C’est décidé. La société des mines de l’Aïr (SOMAÏR), filiale de ORANO, géant du nucléaire français, va suspendre sa production d’uranium pour une période non encore déterminée. La mesure prend effet à partir de ce jeudi 31 octobre. Si on ne prend garde, cette situation peut, à terme, compromettre définitivement les activités de cette société.
En cause : une production non évacuée. En effet, près de 1.050 tonnes de concentré d’uranium sont entreposées pour un coût estimatif de 300 millions d’euros. L’entreprise n’arrive pas à les exporter depuis le coup d’Etat du 26 juillet 2023 qui a vu la fermeture des frontières terrestres du Niger. L’uranate est exporté à partir du port de Cotonou. Or, la frontière Niger-Bénin, qui a été fermée sur décision de la CEDEAO suite au coup d’Etat du 26 juillet 2023, n’a pu être rouverte qu’en février dernier. Si le Bénin a rouvert sa frontière, le Niger la maintient toujours fermée pour, dit-on, raisons de sécurité. Du coup, aucune alternative réaliste n’a été offerte à la SOMAÏR. En raison de son caractère stratégique et au regard de la situation sécuritaire volatile au Burkina, le produit ne peut pas transiter par ce pays. On ne peut non plus l’évacuer par la voie aérienne. C’est pourquoi, on attend que les autorités nigériennes acceptent de rouvrir la frontière avec le Bénin. Entre-temps, les charges de production doivent être payées dans un contexte où l’entreprise ne fait plus de recettes depuis un an. Alors bonjour les difficultés financières.
La SOMAIR est détenue à 63,4% par ORANO, et les 36,6% par l’Etat du Niger à travers la SOPAMIN (Société de Patrimoine des Mines du Niger). Cette société, qui emploie quelques 200 agents, ne vit essentiellement que de la vente de production qui revient au Niger. La SOPAMIN a déjà signé des contrats de vente de sa part jusqu’en 2026, apprend-on. En d’autres termes, elle se doit de livrer sa part de façon régulière. Si elle ne le fait pas, comme c’est le cas maintenant, elle peut être contrainte de payer des pénalités pour non-respect des dispositions du contrat. Elle va payer de l’argent qu’elle n’a pas. Sauf si c’est le Trésor national qui viendra à sa rescousse. Où trouvera-t-il lui aussi l’argent ?
Avec la suspension des activités de la SOMAÏR, la société nigérienne de charbon d’Anou Araren (SONICHAR) connaitra aussi, sans doute, de grosses difficultés de trésorerie, en plus de celles qu’elle connait déjà. La SONICHAR produit de l’électricité pour alimenter les villes d’Agadez et d’Arlit.
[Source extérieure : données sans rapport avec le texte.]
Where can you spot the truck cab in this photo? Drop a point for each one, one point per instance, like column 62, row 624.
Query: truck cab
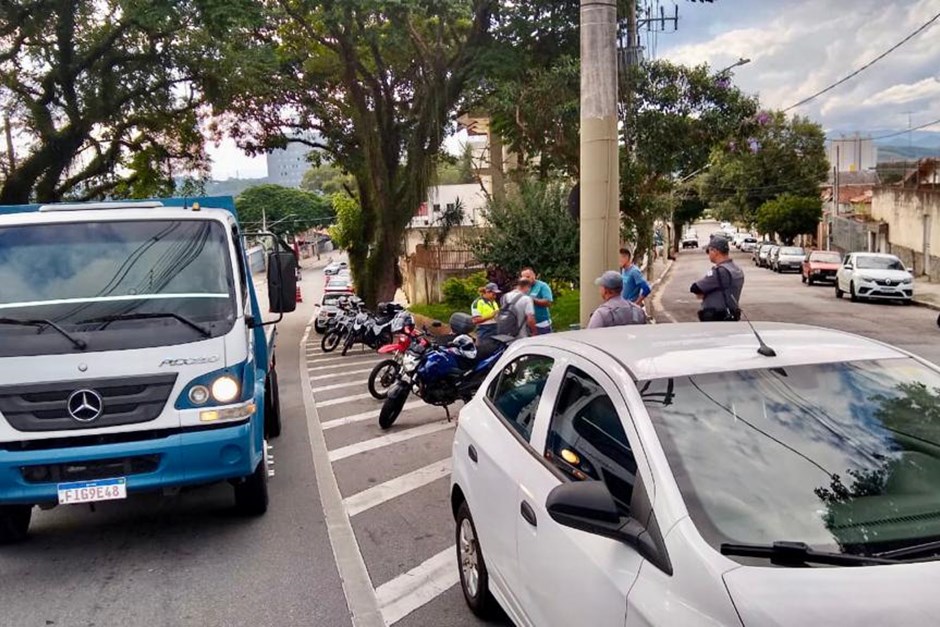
column 133, row 354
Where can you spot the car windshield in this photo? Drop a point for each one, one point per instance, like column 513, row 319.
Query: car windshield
column 77, row 274
column 869, row 262
column 332, row 300
column 842, row 456
column 826, row 257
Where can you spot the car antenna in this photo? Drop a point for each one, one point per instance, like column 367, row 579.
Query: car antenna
column 764, row 350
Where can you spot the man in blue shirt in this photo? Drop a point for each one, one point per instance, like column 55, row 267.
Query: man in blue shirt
column 635, row 286
column 541, row 295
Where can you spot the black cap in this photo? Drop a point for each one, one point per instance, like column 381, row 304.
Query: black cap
column 719, row 243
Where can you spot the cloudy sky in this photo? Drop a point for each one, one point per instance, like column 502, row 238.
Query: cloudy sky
column 796, row 47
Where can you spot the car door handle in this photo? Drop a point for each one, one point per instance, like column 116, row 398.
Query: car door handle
column 528, row 514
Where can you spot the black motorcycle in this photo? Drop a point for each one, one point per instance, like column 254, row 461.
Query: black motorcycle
column 372, row 330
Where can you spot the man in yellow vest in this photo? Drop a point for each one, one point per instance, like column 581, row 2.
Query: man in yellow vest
column 484, row 310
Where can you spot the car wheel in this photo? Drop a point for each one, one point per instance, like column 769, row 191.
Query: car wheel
column 14, row 523
column 474, row 578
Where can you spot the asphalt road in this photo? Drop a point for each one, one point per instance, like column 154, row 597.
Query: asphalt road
column 188, row 560
column 784, row 298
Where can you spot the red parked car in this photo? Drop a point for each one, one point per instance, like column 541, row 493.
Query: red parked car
column 820, row 266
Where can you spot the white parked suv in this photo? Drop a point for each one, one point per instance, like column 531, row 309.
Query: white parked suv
column 874, row 276
column 673, row 475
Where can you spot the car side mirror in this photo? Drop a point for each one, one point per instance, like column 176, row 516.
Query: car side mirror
column 282, row 282
column 588, row 506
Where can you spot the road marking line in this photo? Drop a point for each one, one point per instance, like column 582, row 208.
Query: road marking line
column 376, row 495
column 327, row 388
column 420, row 585
column 357, row 585
column 388, row 440
column 366, row 415
column 343, row 399
column 317, row 360
column 335, row 366
column 320, row 377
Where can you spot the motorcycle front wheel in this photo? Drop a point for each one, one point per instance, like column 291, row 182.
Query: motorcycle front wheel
column 330, row 341
column 383, row 377
column 393, row 405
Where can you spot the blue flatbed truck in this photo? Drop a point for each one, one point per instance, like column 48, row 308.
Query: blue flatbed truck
column 133, row 354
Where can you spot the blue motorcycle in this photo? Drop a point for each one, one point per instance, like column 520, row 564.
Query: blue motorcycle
column 446, row 372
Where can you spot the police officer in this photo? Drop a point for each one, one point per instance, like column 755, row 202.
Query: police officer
column 720, row 289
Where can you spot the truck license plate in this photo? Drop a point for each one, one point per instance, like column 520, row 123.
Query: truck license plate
column 92, row 491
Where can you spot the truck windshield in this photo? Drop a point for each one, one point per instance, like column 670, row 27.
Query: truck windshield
column 110, row 283
column 844, row 457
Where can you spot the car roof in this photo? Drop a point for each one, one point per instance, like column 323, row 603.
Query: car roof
column 673, row 350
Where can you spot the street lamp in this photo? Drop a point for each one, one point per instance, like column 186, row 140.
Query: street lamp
column 738, row 63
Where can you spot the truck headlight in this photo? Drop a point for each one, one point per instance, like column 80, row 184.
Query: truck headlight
column 198, row 395
column 237, row 412
column 225, row 389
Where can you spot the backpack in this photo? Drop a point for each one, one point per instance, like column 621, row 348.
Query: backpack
column 507, row 321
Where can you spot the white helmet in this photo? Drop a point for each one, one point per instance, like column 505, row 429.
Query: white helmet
column 463, row 345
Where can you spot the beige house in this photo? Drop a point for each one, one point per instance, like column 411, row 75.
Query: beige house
column 911, row 213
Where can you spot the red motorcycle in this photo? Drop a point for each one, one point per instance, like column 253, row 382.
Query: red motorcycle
column 409, row 343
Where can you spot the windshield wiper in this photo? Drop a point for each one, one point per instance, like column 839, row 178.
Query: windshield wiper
column 149, row 316
column 800, row 554
column 42, row 324
column 916, row 550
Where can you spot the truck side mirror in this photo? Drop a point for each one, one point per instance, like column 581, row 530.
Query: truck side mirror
column 282, row 282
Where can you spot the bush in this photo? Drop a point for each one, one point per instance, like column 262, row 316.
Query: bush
column 461, row 293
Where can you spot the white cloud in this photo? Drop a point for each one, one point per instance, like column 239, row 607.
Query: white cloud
column 806, row 45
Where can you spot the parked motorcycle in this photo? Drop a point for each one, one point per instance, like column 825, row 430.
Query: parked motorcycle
column 445, row 374
column 338, row 326
column 404, row 352
column 373, row 330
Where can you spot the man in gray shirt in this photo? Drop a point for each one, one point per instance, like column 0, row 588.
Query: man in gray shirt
column 720, row 289
column 615, row 311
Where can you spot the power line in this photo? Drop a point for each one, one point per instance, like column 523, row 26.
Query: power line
column 867, row 65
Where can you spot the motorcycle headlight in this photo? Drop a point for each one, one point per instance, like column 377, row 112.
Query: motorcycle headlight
column 225, row 389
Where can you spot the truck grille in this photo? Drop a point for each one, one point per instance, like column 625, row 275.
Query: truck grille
column 44, row 406
column 90, row 470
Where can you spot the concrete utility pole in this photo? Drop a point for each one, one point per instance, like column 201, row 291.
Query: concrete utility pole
column 600, row 168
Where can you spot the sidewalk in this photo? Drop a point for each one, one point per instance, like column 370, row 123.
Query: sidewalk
column 927, row 294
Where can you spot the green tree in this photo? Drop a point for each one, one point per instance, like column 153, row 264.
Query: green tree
column 327, row 179
column 348, row 231
column 531, row 81
column 379, row 80
column 532, row 227
column 289, row 210
column 106, row 97
column 781, row 156
column 790, row 216
column 677, row 115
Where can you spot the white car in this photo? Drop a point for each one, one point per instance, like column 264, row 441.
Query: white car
column 335, row 267
column 674, row 475
column 874, row 276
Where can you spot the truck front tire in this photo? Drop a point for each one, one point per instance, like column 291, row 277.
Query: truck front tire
column 14, row 523
column 251, row 495
column 272, row 407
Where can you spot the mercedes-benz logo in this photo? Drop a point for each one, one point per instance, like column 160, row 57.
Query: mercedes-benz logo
column 85, row 405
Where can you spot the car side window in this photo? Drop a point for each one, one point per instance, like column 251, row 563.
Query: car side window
column 586, row 439
column 515, row 394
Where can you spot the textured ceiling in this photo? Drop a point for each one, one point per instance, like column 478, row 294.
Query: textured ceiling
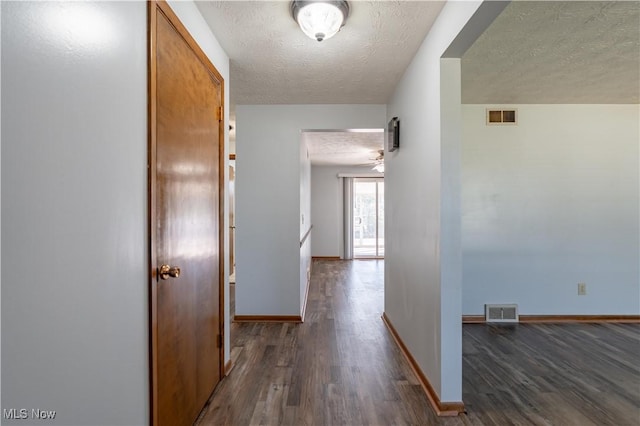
column 557, row 52
column 534, row 52
column 343, row 147
column 273, row 62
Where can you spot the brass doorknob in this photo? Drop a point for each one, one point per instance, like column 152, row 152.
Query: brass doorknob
column 167, row 271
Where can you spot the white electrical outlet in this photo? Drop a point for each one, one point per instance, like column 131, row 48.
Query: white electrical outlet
column 582, row 289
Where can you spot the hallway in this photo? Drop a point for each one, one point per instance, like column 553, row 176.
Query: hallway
column 341, row 367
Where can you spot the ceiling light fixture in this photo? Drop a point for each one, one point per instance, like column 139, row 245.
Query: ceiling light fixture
column 320, row 20
column 379, row 167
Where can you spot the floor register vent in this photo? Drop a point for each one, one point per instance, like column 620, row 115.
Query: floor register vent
column 501, row 313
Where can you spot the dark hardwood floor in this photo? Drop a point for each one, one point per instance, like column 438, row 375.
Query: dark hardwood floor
column 341, row 367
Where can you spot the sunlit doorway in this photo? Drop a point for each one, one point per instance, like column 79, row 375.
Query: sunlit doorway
column 368, row 218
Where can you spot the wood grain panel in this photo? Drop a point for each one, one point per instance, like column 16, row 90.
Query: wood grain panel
column 186, row 95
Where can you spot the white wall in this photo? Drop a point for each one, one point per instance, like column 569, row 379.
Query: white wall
column 75, row 279
column 415, row 231
column 305, row 218
column 550, row 203
column 268, row 198
column 74, row 218
column 327, row 208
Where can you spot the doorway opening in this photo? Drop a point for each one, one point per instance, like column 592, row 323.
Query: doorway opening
column 368, row 218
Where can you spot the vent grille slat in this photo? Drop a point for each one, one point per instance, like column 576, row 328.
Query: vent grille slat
column 502, row 116
column 501, row 313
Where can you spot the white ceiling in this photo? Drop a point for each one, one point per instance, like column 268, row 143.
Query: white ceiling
column 534, row 52
column 273, row 62
column 346, row 148
column 557, row 52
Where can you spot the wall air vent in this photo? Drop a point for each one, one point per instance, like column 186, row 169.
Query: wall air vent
column 502, row 116
column 501, row 313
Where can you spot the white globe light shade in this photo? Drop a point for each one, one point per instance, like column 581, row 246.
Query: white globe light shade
column 320, row 20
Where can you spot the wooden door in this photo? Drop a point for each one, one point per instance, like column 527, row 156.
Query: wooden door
column 186, row 94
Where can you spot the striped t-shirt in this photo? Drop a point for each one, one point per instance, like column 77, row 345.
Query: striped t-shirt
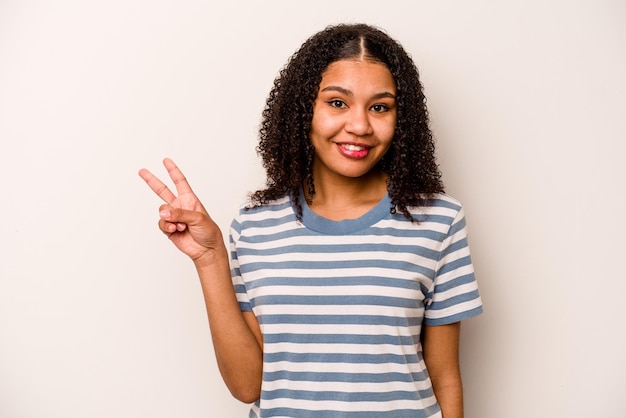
column 341, row 304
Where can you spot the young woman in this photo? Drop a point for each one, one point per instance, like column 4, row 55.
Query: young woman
column 348, row 275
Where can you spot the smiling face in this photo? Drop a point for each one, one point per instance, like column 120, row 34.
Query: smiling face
column 354, row 118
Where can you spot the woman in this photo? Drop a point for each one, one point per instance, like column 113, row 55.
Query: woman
column 350, row 272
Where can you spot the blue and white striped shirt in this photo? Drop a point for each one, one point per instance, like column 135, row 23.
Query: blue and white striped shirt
column 341, row 304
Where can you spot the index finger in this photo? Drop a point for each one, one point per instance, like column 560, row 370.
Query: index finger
column 177, row 177
column 157, row 186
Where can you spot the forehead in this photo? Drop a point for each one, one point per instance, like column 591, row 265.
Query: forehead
column 358, row 72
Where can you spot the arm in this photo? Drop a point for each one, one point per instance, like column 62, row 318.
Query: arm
column 441, row 355
column 236, row 335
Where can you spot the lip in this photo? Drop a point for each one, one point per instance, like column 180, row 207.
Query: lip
column 353, row 150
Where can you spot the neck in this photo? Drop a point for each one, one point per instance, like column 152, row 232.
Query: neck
column 347, row 198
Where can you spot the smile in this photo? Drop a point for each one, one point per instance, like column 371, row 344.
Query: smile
column 354, row 151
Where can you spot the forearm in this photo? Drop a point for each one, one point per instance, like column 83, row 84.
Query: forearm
column 237, row 349
column 449, row 395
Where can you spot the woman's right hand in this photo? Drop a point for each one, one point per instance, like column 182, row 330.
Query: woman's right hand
column 184, row 219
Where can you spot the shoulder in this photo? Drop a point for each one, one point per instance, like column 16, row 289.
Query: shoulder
column 252, row 214
column 439, row 205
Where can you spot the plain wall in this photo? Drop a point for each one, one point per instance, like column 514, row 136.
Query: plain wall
column 100, row 316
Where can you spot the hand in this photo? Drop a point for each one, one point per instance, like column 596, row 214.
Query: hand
column 183, row 218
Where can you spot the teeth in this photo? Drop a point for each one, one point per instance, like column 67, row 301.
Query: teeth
column 351, row 147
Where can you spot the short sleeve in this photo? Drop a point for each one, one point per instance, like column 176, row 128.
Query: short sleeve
column 454, row 295
column 235, row 272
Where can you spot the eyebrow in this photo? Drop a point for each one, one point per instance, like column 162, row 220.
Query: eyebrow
column 384, row 94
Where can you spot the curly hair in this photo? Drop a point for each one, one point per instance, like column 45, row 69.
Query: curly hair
column 284, row 144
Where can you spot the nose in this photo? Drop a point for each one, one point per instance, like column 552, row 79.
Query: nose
column 358, row 122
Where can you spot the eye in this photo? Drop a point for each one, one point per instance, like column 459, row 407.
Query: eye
column 339, row 104
column 380, row 108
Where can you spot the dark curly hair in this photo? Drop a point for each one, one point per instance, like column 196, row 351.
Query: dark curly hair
column 284, row 145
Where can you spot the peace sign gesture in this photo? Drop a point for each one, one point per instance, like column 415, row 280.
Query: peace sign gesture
column 183, row 218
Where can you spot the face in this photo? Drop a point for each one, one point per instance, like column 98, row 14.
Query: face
column 354, row 118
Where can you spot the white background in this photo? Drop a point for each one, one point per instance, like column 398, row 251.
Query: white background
column 101, row 317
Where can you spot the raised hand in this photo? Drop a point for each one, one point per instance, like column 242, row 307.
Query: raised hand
column 183, row 218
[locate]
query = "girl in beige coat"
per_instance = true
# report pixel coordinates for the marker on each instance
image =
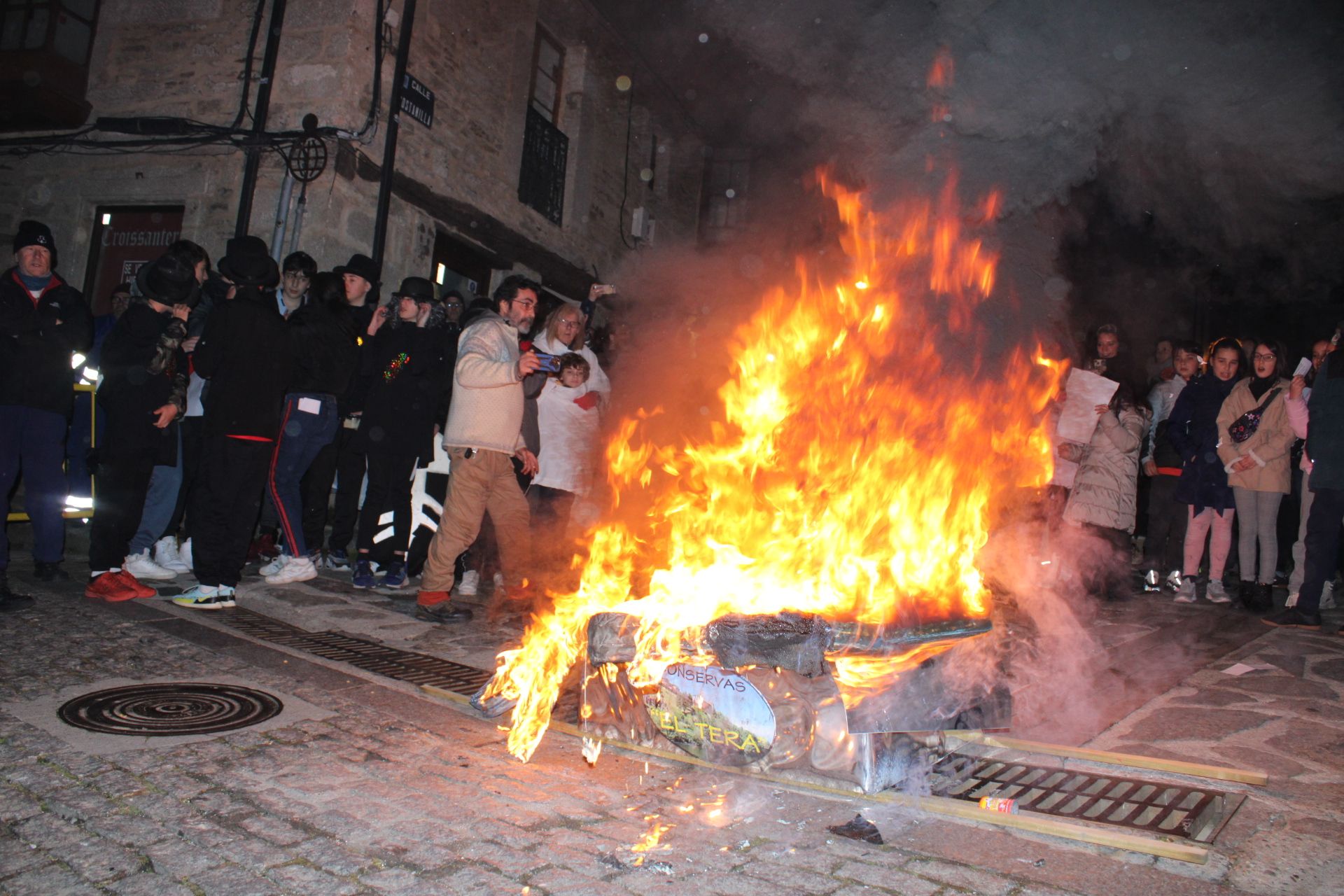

La SOMAÏR en est son plus gros client. Selon des experts, la SONICHAR n’a pas les capacités techniques pour transférer son excédent né de la fermeture de la SOMAÏR d’ailleurs en raison de ses faibles capacités techniques.
Que deviendront les 780 employés nigériens directs et tant d’autres sous-traitants dont la plupart sont nigériens, en cas de fermeture de la SOMAÏR ? Que deviendra la ville d’Arlit qui abrite la mine, et qui tire d’importants revenus des activités de la SOMAÏR ?
Cette situation est finalement une équation à plusieurs inconnues.